In eBay Cobrand, MBNA Cedes Providian Nonprime Prospects

In an unusual arrangement, both MBNA Corp. and Providian Corp. will issue cobranded credit cards for eBay Inc., with Providian getting dibs on the applicants who fall outside MBNA's superprime credit limits, the companies announced Thursday.

Though MBNA's specialty is affinity and cobrand cards, its confines to the upper reaches of the Fair Isaac scale would leave a number of applicants out of the offer. Providian's willingness to manage accounts for cardholders somewhere between prime and subprime complements the deal, eBay says.

Neither MBNA nor Providian would specify how the accounts would be split up, but a look at the online application posted Thursday on the eBay Web site confirms that MBNA will funnel its rejected applicants to Providian.

"In the event you are not approved for the MBNA eBay MasterCard credit card," the site says, "then by submitting this application, you are authorizing MBNA … to share information about you with Providian National Bank … [which] will use this information to consider your eligibility for the Providian eBay MasterCard credit card."

Though some companies with credit card cobrand deals - such as General Motors Corp., American Airlines Inc., and Hilton Hospitality Inc. - have selected more than one card issuer, none have done so in order to cover a wider portion of the credit spectrum. In eBay's case, two issuers splitting the accounts may mean signing up more applicants for its new Anything Points MasterCard.

"Look at the target market that MBNA has traditionally underwritten. Look at Providian's," said Providian spokesman Alan Elias. "There is greater value for eBay" in selecting two issuers, he said. "There's an ability for eBay to reach a much greater portion of its customer base."

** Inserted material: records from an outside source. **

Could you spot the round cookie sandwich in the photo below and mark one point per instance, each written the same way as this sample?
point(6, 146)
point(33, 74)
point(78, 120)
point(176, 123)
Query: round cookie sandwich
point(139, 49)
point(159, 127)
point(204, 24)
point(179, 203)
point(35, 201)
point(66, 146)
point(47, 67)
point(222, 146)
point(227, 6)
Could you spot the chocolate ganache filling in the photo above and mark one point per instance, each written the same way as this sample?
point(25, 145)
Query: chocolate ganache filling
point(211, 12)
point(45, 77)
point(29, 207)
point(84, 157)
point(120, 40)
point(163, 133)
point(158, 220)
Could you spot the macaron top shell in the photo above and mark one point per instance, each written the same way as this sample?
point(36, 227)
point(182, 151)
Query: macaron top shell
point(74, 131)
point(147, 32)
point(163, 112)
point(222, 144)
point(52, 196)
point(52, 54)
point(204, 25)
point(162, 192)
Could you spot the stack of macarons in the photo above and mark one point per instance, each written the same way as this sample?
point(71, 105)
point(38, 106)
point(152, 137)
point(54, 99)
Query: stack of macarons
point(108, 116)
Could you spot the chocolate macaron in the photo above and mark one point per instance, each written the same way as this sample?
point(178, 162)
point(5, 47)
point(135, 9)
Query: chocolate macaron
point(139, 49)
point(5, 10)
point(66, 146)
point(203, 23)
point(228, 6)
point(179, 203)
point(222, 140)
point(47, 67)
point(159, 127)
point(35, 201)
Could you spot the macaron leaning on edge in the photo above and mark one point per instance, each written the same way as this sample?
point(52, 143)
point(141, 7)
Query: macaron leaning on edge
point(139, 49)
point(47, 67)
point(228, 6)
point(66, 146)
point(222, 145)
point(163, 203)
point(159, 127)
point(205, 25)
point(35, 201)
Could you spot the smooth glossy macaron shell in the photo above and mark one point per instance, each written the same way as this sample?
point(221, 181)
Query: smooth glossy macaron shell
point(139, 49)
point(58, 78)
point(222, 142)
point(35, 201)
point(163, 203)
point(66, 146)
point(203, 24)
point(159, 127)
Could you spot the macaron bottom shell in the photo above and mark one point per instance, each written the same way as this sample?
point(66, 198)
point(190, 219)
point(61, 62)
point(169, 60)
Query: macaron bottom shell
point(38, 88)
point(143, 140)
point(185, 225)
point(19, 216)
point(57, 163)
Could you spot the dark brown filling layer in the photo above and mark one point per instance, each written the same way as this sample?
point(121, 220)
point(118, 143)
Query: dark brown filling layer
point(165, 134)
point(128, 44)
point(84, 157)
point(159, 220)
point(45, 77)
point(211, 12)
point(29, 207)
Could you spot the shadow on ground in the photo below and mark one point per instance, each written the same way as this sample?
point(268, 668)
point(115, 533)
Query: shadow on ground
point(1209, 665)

Jennifer Chu Caukin, an eBay spokeswoman, said MBNA, as the primary issuer worked out the subcontract with Providian. eBay's prior cobrand contract with Bank One Corp. expired this year, and though she would not say why eBay did not renew, she did say that an inability to extend card offers to a broader segment of customers "was a lesson learned" during the Bank One relationship.

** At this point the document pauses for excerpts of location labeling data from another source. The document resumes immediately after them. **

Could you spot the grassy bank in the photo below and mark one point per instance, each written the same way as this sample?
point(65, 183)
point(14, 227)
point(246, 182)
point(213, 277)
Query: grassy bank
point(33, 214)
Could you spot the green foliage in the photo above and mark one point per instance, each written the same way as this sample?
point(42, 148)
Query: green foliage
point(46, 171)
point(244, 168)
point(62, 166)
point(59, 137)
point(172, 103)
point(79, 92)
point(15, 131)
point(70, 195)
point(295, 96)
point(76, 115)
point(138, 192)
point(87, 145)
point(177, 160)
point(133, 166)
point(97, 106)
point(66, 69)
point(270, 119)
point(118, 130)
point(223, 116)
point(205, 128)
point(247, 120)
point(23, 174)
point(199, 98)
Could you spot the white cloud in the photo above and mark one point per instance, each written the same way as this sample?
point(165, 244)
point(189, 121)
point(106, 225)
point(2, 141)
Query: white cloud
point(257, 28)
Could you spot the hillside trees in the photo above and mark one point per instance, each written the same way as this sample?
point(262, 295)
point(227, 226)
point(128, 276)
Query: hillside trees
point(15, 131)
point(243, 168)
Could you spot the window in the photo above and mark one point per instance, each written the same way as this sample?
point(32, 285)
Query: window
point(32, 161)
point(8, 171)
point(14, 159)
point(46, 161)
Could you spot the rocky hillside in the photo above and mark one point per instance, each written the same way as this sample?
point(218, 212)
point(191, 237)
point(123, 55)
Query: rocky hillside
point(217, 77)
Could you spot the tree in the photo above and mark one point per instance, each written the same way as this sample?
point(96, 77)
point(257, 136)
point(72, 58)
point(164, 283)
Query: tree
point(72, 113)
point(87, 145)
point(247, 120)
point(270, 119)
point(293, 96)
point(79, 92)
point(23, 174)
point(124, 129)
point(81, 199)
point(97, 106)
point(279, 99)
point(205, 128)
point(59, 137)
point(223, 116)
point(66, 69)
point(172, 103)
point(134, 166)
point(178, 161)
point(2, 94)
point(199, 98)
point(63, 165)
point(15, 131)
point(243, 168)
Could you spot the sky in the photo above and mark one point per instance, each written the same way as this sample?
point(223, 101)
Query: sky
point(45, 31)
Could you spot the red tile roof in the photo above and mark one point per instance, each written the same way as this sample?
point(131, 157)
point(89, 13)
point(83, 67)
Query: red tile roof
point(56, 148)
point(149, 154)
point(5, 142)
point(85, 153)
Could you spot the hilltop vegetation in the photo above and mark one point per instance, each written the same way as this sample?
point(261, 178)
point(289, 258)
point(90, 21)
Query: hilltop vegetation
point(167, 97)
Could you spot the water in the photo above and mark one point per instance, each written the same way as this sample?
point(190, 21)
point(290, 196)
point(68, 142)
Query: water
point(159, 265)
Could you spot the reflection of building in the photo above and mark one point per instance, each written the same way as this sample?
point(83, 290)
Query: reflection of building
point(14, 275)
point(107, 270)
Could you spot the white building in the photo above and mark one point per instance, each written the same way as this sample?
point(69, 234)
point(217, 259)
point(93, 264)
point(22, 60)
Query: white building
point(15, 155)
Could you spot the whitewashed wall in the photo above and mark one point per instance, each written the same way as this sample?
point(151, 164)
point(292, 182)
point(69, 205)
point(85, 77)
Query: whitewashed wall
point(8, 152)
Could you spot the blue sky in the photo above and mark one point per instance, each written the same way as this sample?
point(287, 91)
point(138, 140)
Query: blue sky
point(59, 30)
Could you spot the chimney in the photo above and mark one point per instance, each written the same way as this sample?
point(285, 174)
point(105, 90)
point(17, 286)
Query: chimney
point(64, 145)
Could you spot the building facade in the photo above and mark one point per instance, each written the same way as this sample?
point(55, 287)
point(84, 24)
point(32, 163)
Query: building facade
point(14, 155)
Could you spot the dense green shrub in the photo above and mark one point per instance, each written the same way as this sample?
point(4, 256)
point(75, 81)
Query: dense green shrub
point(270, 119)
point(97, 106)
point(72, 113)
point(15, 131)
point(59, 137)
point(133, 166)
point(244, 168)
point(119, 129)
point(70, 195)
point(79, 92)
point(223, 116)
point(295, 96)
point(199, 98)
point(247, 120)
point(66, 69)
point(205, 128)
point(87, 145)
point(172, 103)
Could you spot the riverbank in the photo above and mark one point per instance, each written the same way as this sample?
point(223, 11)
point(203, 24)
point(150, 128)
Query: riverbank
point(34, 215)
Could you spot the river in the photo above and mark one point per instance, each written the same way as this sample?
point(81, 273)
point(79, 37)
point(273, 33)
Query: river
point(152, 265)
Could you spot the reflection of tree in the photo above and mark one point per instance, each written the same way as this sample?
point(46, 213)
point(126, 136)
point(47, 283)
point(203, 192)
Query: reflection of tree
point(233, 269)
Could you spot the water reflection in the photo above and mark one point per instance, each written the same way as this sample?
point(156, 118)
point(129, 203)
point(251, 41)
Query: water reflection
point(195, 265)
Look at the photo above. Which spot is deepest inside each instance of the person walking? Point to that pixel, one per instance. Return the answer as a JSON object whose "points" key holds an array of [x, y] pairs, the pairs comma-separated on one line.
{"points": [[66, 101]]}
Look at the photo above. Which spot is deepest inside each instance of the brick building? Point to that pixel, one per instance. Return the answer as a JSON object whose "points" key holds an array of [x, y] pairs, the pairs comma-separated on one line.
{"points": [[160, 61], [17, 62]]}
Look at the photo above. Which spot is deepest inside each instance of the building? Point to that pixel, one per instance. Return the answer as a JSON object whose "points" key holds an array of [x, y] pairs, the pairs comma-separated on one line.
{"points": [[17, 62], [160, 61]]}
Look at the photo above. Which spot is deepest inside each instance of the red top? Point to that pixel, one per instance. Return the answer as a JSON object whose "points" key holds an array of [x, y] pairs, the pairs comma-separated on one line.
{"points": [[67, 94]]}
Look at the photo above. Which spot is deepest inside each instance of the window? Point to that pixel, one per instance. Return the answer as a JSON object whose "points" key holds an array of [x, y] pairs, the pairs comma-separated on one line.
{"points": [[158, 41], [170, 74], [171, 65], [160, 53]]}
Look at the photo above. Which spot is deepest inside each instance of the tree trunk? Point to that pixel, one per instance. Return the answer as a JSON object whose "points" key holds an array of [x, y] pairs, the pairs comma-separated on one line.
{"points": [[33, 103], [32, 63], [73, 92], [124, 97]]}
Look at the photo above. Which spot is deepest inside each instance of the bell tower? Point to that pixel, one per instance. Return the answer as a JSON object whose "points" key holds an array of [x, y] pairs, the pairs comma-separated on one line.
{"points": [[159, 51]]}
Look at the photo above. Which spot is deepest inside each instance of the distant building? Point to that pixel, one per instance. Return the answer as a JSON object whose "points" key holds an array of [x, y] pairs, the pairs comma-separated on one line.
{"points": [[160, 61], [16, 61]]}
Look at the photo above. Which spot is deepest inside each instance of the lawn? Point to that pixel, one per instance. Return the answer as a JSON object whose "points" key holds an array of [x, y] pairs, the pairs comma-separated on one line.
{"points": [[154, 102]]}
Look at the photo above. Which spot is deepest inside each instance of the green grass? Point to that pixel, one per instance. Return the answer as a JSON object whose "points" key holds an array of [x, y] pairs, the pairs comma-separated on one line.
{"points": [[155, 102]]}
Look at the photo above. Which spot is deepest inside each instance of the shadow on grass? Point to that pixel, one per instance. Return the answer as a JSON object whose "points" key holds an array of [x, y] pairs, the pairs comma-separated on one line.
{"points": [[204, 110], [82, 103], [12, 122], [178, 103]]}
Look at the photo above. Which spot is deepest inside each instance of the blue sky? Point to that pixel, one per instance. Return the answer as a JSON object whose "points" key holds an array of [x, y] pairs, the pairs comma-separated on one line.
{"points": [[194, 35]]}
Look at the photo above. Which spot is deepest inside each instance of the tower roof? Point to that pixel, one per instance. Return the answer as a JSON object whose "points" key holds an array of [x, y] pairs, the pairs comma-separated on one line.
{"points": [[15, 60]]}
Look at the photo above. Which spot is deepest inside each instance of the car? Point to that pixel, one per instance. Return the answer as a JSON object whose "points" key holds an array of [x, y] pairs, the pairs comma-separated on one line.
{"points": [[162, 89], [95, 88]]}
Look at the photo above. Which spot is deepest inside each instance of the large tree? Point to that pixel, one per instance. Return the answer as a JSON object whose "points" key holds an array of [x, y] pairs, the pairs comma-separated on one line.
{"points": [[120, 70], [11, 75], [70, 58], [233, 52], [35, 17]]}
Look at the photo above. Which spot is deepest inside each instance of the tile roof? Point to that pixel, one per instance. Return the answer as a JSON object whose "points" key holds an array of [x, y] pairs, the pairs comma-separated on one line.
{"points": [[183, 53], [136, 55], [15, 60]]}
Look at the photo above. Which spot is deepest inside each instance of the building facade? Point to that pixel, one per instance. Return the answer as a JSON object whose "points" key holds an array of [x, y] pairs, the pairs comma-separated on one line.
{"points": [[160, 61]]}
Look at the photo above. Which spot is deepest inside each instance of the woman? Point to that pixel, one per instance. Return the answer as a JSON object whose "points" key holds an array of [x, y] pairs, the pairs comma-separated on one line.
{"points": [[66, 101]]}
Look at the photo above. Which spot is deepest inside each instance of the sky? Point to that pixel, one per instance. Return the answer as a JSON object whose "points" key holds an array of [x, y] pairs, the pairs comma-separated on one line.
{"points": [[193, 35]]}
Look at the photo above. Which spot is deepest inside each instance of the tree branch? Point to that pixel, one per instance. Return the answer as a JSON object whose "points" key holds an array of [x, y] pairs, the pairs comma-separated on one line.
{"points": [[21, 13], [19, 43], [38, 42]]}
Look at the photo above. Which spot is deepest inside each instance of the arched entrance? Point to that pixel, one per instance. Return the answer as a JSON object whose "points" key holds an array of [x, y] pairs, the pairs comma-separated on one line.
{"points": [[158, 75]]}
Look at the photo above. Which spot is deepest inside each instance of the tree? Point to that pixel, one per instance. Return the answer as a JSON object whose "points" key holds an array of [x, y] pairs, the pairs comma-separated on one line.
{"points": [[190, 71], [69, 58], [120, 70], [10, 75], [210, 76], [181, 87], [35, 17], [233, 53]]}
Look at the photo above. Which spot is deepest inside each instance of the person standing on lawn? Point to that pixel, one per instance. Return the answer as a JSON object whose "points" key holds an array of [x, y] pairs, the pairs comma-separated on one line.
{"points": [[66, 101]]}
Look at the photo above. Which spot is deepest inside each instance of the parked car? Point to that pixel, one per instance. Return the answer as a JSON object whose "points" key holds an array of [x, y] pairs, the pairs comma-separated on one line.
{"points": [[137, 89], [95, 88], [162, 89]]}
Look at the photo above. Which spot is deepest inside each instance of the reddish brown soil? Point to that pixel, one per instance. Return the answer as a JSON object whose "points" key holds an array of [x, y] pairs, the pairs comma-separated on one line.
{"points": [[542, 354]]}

"We thought it was important to get cards into more people's hands," Ms. Caukin said.

The applicant-referral arrangement is not unprecedented. Two other monolines had tried it, albeit not for a cobrand card. In 2001, NextCard Inc., which billed itself as a superprime issuer, began referring rejected applicants to CompuCredit Corp., which markets subprime cards. NextCard's portfolio turned out to be less pristine than it had said, however, and it went out of business.

As for the eBay deal, MBNA spokesman Jim Donohue said, "MBNA will maintain its normal credit standards and will underwrite the cards as we do with almost all of our programs."

The application shows two sets of terms and conditions for each issuer. MBNA's card boasts an 8.9% annual percentage rate; Providian's 8.99% to 23.99%. Neither carries an annual fee; late and overlimit fees differ. In addition to advertisements on the eBay site, direct-mail solicitations will be sent.

"We do expect there to be overlap at the high end of the credit spectrum and have worked out details with MBNA," said Providian's Mr. Elias.

Last month the San Francisco company's chief executive, Joseph Saunders, alluded to at least two cobrand agreements near finalization. Cobrand and reward cards, Mr. Saunders told attendees of a New York conference sponsored by Lehman Brothers, would help drive the company's new "middle-market" strategy to reach customers at "the near-prime part" of the subprime market.

"You are seeing what we said we were going to do," Mr. Elias said. "This would be a good first example" of cobrand deals that will boost the issuer's new near-prime focus. He reiterated Providian's policy of not extending credit to consumers with Fair Isaac scores below 600.

Providian has issued the credit card for eBay subsidiary PayPal Inc. for the last two years, and says that that contract remains unchanged by the new eBay card agreement.